Tate Etc

Paulina Olowska on Malevich

When Tate Etc. invited a selection of artists from around the world to write about how Kazimir Malevich has inspired or influenced their work, we were not expecting the range of voices to be so richly varied and geographically diverse. Polish artist Paulina Olowska discusses how Malevich’s revolutionary painting encouraged her to create her own art

Paulina Olowska, 7 from the series Accidental Collages 2004

Paulina Olowska
7 from the series Accidental Collages 2004
Colour print on paper, 940 x 700mm
Courtesy Stedelijk Museum, Amsterdam 

In 1927 Malevich travelled to Warsaw to present a series of his works including figurative and Suprematist paintings, architectural models and analytical charts. He also gave a lecture at the Hotel Polonia entitled ‘The New Directions in Art’, with his charts forming the backdrop to a discussion on Impressionism, Cézanne, Cubism, Futurism and Supermatism.

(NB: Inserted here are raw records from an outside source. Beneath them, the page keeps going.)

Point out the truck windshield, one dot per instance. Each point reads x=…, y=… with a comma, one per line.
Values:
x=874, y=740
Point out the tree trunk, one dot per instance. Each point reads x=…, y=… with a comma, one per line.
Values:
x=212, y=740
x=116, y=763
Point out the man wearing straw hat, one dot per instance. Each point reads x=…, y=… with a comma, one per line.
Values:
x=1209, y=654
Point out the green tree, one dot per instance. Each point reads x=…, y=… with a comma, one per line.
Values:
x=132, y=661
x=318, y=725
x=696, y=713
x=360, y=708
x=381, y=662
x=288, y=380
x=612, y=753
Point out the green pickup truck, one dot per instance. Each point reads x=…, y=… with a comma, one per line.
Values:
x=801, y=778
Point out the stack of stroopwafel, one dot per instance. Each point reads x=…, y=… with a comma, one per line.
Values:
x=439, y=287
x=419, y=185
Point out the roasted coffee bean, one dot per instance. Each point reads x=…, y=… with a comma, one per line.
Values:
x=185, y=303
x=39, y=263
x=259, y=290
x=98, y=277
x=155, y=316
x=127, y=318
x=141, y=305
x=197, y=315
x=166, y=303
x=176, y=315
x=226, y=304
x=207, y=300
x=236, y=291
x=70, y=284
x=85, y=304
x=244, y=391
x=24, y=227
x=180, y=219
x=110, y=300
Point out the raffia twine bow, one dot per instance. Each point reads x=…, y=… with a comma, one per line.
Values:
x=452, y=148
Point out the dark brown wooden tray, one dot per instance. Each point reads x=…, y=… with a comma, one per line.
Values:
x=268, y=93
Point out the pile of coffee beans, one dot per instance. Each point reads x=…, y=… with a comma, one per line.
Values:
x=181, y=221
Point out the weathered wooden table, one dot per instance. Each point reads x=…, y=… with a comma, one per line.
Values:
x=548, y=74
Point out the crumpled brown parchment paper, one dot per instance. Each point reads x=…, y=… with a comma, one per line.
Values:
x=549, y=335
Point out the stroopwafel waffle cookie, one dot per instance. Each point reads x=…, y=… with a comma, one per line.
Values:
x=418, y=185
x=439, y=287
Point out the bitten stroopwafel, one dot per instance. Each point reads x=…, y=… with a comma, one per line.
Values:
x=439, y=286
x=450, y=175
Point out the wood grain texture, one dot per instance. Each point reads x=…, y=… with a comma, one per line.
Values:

In 2004 I went to see a Malevich show at the Stedelijk Museum in Amsterdam, which also included the charts - didactic visual diagrams with strong graphics and collage whose condensed themes and clear delivery of concepts served as the basis of my 2004 work Accidental Collages. Using his diagrammatic method of comparing forms and styles, I wanted to spell out my paradigm of an upcoming change of reality. I viewed Malevich’s work as a revolutionary symbiotic way of seeing abstraction and figuration; of seeing a world that is much more simple and logical. He strongly believed that painting is a tool of social change, which encouraged me to continue on my path in the art form. I love his Self- Portrait from 1933. Wearing Renaissance clothes with flatly painted shapes of red, green, black and white, he makes a bizarre L-shaped hand gesture with his thumb up. It could be a move from an abstract dance, or a futuristic new universal sign for ‘hello’.

The efficiency of Malevich’s gestures and symbols can be seen everywhere today - from chocolate packaging and clothing to furniture design and architecture. The figures in his Sportsmen paintings from 1928 to 1929 have a similar outline and simplification to Jan Mucharski’s 1961 neon Volleyball Player in Warsaw’s Constitution Square. Why use a plethora of colours and forms when you can present something in primary terms?